Source:
https://scmp.com/magazines/post-magazine/short-reads/article/2166015/pre-modern-china-typhoons-inspired-tales-love
Post Magazine/ Short Reads

In pre-modern China, typhoons inspired tales of love, now viral video clips spread shock and fear

Powerful winds are nothing new, but the way that we respond to them has changed

Powerful winds are nothing new, but the way that we respond to them has changed

Growing up in Singapore, an island ensconced in a region of relatively calm waters, the strongest winds I had experienced before moving to Hong Kong in 1999 were those accompanying the occasional violent rainstorm. Imagine my shock when, a few days after relocating, I witnessed, wide-eyed from my window in the New Territories, the raw and destructive power of Typhoon York. The typhoon signal No 10 was in force for 11 hours that day, making it the longest on record.

Nineteen years to the day since York, the signal No 10 was raised again, for 10 hours.

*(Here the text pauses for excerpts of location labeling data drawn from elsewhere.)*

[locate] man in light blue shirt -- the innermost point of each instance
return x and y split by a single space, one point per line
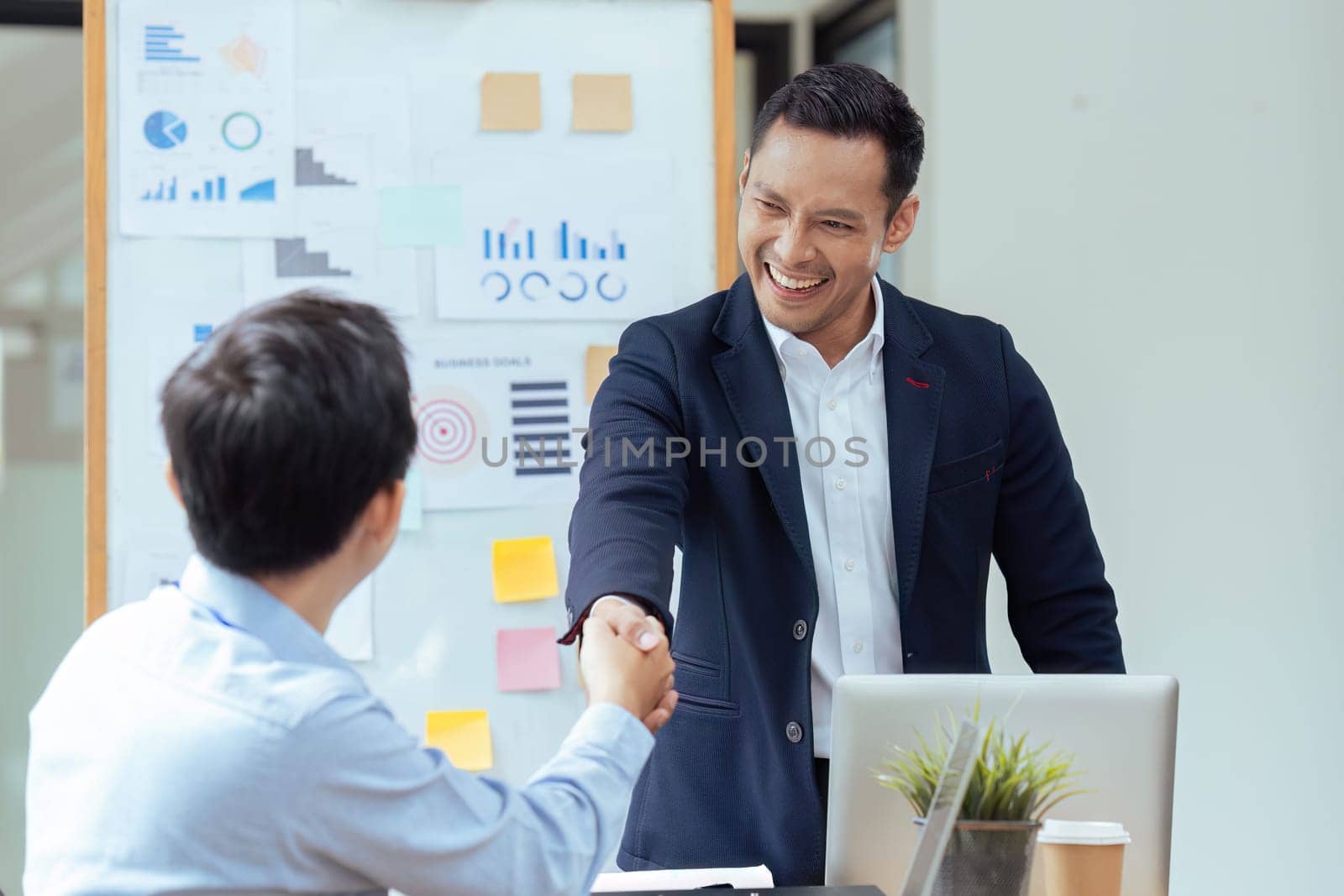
207 739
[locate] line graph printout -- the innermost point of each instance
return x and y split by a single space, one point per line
206 118
353 136
496 422
557 238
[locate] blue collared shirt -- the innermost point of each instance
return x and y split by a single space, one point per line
210 741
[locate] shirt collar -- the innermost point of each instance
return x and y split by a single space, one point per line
239 602
781 338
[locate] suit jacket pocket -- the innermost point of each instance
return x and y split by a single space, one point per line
981 466
702 685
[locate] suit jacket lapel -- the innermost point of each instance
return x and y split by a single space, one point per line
914 396
750 376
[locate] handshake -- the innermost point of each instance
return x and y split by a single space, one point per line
624 658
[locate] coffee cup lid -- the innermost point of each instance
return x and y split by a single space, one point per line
1085 833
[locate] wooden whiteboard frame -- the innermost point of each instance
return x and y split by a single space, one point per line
96 258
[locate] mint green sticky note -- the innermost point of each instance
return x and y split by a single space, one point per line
413 506
420 217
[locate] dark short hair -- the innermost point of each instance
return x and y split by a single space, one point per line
847 100
284 425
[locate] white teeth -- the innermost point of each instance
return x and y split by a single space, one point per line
788 282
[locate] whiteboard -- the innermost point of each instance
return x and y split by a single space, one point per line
434 618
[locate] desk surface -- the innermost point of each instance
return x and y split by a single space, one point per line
777 891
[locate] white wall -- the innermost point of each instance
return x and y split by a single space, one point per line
1148 195
40 616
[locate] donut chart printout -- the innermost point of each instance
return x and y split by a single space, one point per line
495 422
206 118
564 238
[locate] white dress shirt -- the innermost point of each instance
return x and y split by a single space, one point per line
848 508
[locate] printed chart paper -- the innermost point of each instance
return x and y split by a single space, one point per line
206 118
559 238
496 421
353 143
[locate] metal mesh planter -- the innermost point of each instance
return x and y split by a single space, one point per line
987 859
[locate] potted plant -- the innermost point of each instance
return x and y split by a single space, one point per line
1011 790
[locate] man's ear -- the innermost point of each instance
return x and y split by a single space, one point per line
902 224
383 515
172 483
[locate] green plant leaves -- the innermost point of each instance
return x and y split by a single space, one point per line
1008 781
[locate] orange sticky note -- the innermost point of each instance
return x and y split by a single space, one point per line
524 570
464 735
511 101
602 103
595 367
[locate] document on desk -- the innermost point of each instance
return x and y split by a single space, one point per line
683 879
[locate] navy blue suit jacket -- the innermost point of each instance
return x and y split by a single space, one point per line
979 468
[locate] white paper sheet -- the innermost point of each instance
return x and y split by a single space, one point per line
759 878
559 238
475 398
353 137
206 118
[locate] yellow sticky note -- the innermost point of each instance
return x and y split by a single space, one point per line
464 735
602 103
524 570
511 101
595 369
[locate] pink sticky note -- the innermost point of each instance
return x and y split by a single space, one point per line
528 660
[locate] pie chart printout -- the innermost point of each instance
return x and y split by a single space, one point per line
165 129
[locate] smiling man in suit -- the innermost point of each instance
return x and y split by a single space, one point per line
837 463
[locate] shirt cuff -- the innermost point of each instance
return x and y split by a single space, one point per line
617 734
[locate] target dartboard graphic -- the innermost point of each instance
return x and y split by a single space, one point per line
448 432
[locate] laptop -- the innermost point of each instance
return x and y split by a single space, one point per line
1120 728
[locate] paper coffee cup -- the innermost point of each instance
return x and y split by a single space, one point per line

Although I was in Shenzhen this time, the city’s geographical contiguity with Hong Kong meant that Typhoon Mangkhut hit us the same time as it did the SAR.

Mangkhut felt even more terrifyingthan the first typhoon I experienced almost two decades ago, but I am convinced that faster internet and mobile connections and the ubiquity of social media in 2018 were factors in disseminating fears.

The real-time posting of videos and photographs of Mangkhut’s devastation spooked me even as I tried to distract myself with a film on the 18th floor of a building that was swaying ever so slightly. I didn’t want to look at them, but of course I did, and the more I scrolled, the more anxious I got.

There are many records of typhoons battering the extensive eastern and southern coasts of pre-modern China, especially in the late imperial period, by which time the seaboard was heavily populated. Apart from descriptions of death and mayhem, these accounts also contain interesting stories related to the forces of nature.

One of the words used to describe typhoons in these texts is shiyoufeng, literally “the Shi and You winds”, the origins of which lie in a beautiful story.

Once upon a time, there lived Madam Shi and Mr You, a married couple who were very much in love. One day, You left home on a long business trip. Shi tried to persuade him not to go but she could not stop him. Days turned into weeks, weeks into months and months into years, but You did not return.

Forlorn with sorrow and longing, Shi fell gravely ill. Before she died, Shi said: “If I had stopped him from going, things would have turned out differently.” And then she made a solemn promise: “When I die, I shall turn into a powerful wind for the sake of all the women in the world, to stop their men from taking long trips.” And so, strong winds that obstructed commercial activities became known as shiyoufeng, after the loving couple.

Another story involving wind centres on a strange incident in the early years of the Ming dynasty (1368–1644). In Licheng (present-day Jinan, in Shandong province), there lived a widower surnamed Wang. One day, there was a great wind and the sky turned dark. When the wind died down, Wang found a nubile girl among the debris. She said she was from a foreign country and was swept up by the wind as she was travelling in her carriage. The widower Wang took her as his wife and the Wang family prospered for 100 years.

In contrast, the stories that emerged after Mangkhut’s onslaught have been more prosaic, given that the infrastructure of Hong Kong and much of southern China remained largely intact and typhoon-related injuries and death were minimal in the region. They were tales of ordinary people getting on with everyday life, which are the best kind of stories.